The index to these volumes of "Genealogical Gleanings" is the work of Miss Edna F. Calder.

In the Index of Persons, the names of those whose wills were probated, or whose estates were administered upon, are printed in full-face type, the number of the page on which such will or administration is to be found being printed in italics.

BOSTON, Jan. 1, 1901.

JOHN T. HASSAM.

GENEALOGICAL GLEANINGS IN ENGLAND.

GREGORY COFFIN, of Stepney, co. Middlesex, mariner, shipped on board. the William & Jane of London, Mr. John Baker commander, on a voyage to New England and Bilboe, by will dated 15 February, 1660, proved 20 August, 1662, appointed John Earle of Shadwell, mariner, his attorney, and left all his estate to the said John Earle and his wife. Joane Earle, whom he appointed joint executors. Laud, fol. 105.
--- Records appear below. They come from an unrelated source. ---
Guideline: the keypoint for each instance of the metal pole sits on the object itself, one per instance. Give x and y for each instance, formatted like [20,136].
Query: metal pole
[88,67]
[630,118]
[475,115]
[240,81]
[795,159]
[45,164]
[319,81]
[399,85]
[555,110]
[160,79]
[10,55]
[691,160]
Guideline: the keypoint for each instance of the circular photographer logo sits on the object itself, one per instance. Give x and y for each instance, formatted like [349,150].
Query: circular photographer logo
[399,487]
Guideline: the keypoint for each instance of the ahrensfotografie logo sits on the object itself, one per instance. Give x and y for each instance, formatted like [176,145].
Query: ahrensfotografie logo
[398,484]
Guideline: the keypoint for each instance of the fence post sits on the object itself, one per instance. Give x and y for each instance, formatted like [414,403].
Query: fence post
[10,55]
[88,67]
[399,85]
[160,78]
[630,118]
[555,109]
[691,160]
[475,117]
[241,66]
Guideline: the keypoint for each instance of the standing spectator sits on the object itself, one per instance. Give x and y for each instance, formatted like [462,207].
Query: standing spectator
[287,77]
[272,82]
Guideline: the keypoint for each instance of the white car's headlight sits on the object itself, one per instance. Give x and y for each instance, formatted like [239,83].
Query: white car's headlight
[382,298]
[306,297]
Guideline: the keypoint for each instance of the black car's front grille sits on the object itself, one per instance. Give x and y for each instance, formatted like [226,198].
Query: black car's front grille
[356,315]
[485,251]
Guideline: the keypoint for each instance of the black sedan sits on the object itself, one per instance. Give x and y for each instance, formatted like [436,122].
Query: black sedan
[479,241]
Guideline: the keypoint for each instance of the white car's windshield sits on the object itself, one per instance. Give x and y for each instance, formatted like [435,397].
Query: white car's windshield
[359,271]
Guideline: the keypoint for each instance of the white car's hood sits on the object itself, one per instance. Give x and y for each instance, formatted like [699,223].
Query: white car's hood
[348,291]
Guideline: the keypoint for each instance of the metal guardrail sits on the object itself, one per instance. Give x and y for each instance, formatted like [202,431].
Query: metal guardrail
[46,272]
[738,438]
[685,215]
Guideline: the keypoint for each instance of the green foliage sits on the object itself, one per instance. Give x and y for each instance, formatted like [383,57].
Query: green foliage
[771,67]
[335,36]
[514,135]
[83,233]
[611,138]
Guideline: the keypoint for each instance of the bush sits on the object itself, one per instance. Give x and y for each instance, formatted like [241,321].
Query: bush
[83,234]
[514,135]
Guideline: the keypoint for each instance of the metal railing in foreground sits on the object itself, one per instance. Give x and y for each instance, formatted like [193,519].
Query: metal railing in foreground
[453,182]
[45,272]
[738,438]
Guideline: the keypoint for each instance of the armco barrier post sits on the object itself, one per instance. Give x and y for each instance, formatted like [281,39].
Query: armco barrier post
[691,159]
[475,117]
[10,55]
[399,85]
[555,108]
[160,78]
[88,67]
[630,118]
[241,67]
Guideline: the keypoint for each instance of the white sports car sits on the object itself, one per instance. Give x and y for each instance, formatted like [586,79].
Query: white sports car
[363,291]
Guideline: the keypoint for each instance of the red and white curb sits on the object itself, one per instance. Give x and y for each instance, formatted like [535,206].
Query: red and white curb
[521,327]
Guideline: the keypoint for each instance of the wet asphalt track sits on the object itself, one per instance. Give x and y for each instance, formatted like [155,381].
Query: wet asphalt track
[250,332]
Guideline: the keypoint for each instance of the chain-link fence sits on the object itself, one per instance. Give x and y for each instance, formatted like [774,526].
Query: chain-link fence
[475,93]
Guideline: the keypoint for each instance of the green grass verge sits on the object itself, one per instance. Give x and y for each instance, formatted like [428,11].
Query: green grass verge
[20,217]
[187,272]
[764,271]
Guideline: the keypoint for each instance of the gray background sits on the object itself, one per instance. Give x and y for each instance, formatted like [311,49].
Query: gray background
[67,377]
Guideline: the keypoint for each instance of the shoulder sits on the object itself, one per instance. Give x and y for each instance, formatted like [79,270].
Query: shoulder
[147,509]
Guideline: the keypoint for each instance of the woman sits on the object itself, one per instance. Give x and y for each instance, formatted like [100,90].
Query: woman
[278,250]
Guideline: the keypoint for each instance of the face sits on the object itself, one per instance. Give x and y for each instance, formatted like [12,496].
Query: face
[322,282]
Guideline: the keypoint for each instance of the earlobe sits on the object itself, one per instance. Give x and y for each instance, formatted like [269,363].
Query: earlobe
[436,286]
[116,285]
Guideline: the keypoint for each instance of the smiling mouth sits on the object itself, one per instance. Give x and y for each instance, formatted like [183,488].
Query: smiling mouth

JOHN COCKERELL, of Great Cogshall, co. Essex, clothier, made his will 14 July, 1662, proved 12 August, 1662. He bequeathed to his wife Mary all the lands and tenements in Bradwell, in the county aforesaid, which were her jointure; and also lands, &c., in Cressing, which he had lately purchased of one Mr. Jermyn and one Joseph Raven, during her natural life, and after her decease then to his son John Cockerell and his heirs forever. He devised to her also that part of the messuage which he had lately purchased of John Sparhauke, then in the tenure and occupation of Mistress Crane, for life, with remainder to son John, &c. The residue of his estate to son John at age of twenty-one years. He made bequests to two daughters, Mary and Elizabeth, and to the child his wife was then going withall. He appointed said wife executrix, and directed her to redeem the mortgage which he had made to Mrs. Hester Sparhauk of the messuage he then lived in, and which was in the occupation of the said Mrs. Crane.

Laud, 106.

BENJAMIN KAINE furnished an account of his goods and chattels, 16 October, 1654. Among the items was a tenement in Shoe Lane, and property in the hands of Mr. Coddington, his attorney, in Bow Lane, and in keeping of other persons (among whom a Mr. Walter Gibbons, cutler in Holborn). Thomas Blumfield spoken of, and called a brother of Mr. Withers. By his will, of same date, he gave his whole estate to his daughter Anna Kaine, except some particular legacies, viz., to his father Mr. Rt Kaine of Boston in New England, to whom he left (inter alia) a Japan cane with a silver head, which was in the trunk at Mr. Blumfield's, to his dear mother, to his cousin Dr. Edmond Wilson, to his Colonel, Stephen Winthrop, to Cornet Wackfield, to Mr. Mastin, to Mr. Richard Pery and his wife, to Mr. William Gray, late of Burchin lane; the said Gray and Pery to be trustees for his estate in England; to his servants John Earle and Thomas Lamb. The will was signed in Glasgow, in presence of Nicholas Wackfield and Richard Pery. On the sixteenth of May, 1662, emanavit comissio Simoni Bradstreet prox. consanguineo in hoc regno anglia remanenti dicti defuncti, etc. Laud, 67.